Numerical Investigation of the Effect of Diffusion Factor Variation on the Performance of Single-Row and Tandem Bladings in Low-Speed Axial Compressor Stages

Abstract

Abstract The use of tandem blade configurations in axial compressor stages offers designers the opportunity to achieve higher work coefficients, which in turn allows for the creation of smaller compressors. However, tandem airfoils introduce a more complex flow field compared to their single airfoil counterparts, often resulting in a decrease in stage efficiency. This paper aims to investigate the aerodynamic performance of single and tandem airfoils across a wide design space represented by the “Smith Chart” (work coefficient vs. flow coefficient). A prior study indicated that tandem stages exhibit superior efficiency when DeHaller numbers are low.
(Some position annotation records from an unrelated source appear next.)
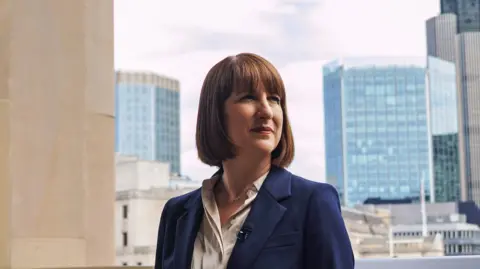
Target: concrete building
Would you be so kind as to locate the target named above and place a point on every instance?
(454, 35)
(142, 189)
(56, 134)
(467, 12)
(147, 108)
(443, 219)
(371, 237)
(441, 32)
(468, 98)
However, this comparison was conducted under strict design conditions, leading to suboptimal diffusion factors for various designs and impairing the comparison of their off-design performance. The current study seeks to address this limitation by examining the effects of varying the diffusion factor and ensuring comparability in off-design behavior. The 3.5-stage low-speed axial research compressor at the Institute of Turbomachinery and Flight Propulsion at the TUM sets this study’s geometrical and aerodynamic baseline. The first 1.5 stages of this compressor will be redesigned, either considering a set-up of IGV, single rotor, and single stator or a set-up of IGV, tandem rotor, and tandem stator. The numerical analyses are based on the throughflow – B2B coupled quasi-3D design process. The first part of the paper presents a brief overview of the methodological approach and highlights the necessary changes to the design procedure compared to the prior investigation. The second part explores the effect of diffusion number variation on the midspan airfoils across the entire design space. These findings lead to the final part of the paper, where the efficiency maps of single and tandem stage configurations are compared. The present paper confirms that the potential efficiency gain of tandem airfoil geometries over single ones largely depends on the DeHaller number of each row. Single airfoil configurations demonstrate superior performance at high DeHaller values, while tandem airfoils excel at low DeHaller numbers, potentially unlocking a design space with increased work coefficients.